Menghadapi Konflik dengan Cara Tuhan

 

Rehobot Youth Daily Devotional – Minggu 24 Mei 2026
Renungan harian ini dapat diakses melalui Instagram kami di www.instagram.com/rcc.yth. Jangan lupa untuk follow ya!

Renungan hari ini berjudul:
Menghadapi Konflik dengan Cara Tuhan

Amsal 19:11
“Akal budi membuat seseorang panjang sabar dan orang itu dipuji karena memaafkan pelanggaran.”

Konflik sering kali datang tanpa diundang. Dalam relasi—baik pertemanan, pelayanan, keluarga, maupun komunitas—perbedaan pendapat, kesalahpahaman, bahkan luka hati bisa dengan mudah terjadi. Masalahnya bukan pada ada atau tidaknya konflik, tetapi bagaimana kita meresponsnya.
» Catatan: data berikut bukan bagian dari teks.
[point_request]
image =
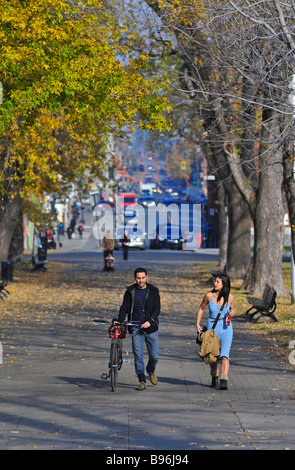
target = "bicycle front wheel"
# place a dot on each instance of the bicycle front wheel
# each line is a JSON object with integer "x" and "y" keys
{"x": 114, "y": 364}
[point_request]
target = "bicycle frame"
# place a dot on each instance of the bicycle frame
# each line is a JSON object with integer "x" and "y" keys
{"x": 117, "y": 332}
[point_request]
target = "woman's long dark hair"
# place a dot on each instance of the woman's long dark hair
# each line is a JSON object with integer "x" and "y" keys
{"x": 225, "y": 286}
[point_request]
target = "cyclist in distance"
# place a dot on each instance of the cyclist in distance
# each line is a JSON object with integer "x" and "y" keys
{"x": 141, "y": 303}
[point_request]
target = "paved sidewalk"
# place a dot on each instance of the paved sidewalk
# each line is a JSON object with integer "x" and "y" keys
{"x": 52, "y": 395}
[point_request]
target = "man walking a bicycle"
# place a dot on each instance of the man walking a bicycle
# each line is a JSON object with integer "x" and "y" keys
{"x": 141, "y": 303}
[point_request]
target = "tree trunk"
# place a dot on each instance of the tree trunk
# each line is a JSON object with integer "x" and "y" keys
{"x": 289, "y": 186}
{"x": 9, "y": 217}
{"x": 239, "y": 235}
{"x": 16, "y": 246}
{"x": 222, "y": 226}
{"x": 268, "y": 216}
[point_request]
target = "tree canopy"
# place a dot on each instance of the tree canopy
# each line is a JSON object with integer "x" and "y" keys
{"x": 68, "y": 83}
Sering kali, konflik memancing emosi kita. Kita ingin segera membalas, membela diri, atau membuktikan bahwa kita benar. Namun firman Tuhan hari ini mengajarkan respons yang berbeda. Akal budi membuat seseorang panjang sabar, dan kemuliaan seseorang justru terlihat ketika ia mau mengampuni.

Cara Tuhan dalam menghadapi konflik bukanlah dengan membalas, melainkan dengan menahan diri dan memberi ruang bagi kasih bekerja. Dibutuhkan kerendahan hati untuk tidak langsung bereaksi, dan dibutuhkan kekuatan untuk memilih mengampuni saat hati terluka.

Konflik, jika diresponi dengan benar, bukan hanya masalah yang harus diselesaikan, tetapi kesempatan untuk bertumbuh. Di tengah konflik, karakter kita diuji—apakah kita dikuasai emosi atau dipimpin oleh hikmat Tuhan.

Saat kita memilih bersabar, mendengar, dan mengampuni, kita sedang menunjukkan bahwa hidup kita dipimpin oleh Tuhan. Di situlah konflik berubah menjadi kesempatan untuk memuliakan-Nya.

What To Do?
• Refleksikan responmu selama ini saat menghadapi konflik—lebih banyak dipimpin emosi atau hikmat?
• Latih dirimu untuk “pause” sebelum bereaksi, dan beri ruang bagi Tuhan memimpin responmu.
• Ambil langkah untuk mengampuni atau memperbaiki relasi yang sedang retak.